The microbiome of the gut may influence the interactions between cancer therapies and the immune system. This could potentially be exploited for beneficial manipulations of that balance through the administration of probiotics, prebiotics, or via fecal microbiome transfer.
Why this matters
Microbes of the gut may metabolize cancer drugs and affect processes such as inflammation, immune stimulation, and cytoprotection. A better understanding of these processes may open new therapeutic strategies.
Review of recent data from animal models and human patients.
- Administration of antibiotics was associated with reduced progression free survival (PFS) of 3.5 months versus 5.2 months and overall survival (OS) to 12.1 months from 20.8 months in one study of 175 advanced cancer patients treated with PD-1/PD-L1 inhibitors.
- Dysbiosis after concomitant antibiotic administration seems to influence resistance to immune checkpoint inhibition with PD-1 blockade in cancer patients and mice with established tumors.
- The species most associated with responses in NSCLC and renal cell carcinoma was Akkermansia muciniphila.

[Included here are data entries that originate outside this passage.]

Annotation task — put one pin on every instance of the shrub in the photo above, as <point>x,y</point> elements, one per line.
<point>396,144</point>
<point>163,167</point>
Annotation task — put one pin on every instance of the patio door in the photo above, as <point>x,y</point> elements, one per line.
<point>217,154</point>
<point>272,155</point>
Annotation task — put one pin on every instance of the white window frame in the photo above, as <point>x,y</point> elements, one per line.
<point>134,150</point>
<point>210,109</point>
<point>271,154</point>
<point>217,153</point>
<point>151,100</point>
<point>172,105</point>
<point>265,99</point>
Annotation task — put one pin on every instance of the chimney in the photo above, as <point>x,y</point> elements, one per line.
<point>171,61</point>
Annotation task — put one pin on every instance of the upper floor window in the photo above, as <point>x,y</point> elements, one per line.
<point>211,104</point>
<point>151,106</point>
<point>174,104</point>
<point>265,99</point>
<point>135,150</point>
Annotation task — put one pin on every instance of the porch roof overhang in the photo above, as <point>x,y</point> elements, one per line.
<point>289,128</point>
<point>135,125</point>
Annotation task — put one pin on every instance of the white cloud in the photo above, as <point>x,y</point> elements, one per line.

It was overrepresented at the time of diagnosis in the stool samples of those cancer patients that benefitted from PD-1 checkpoint inhibition therapy. Another “suspect” was Enterococcus hirae.
- In mice, fecal microbiota transplantation from responding cancer patients stool conferred sensitivity to PD-1 blockade.
A large part of research was done in mouse models. No prospective interventional studies that could separate correlations from causation.
European Commission and other public funds.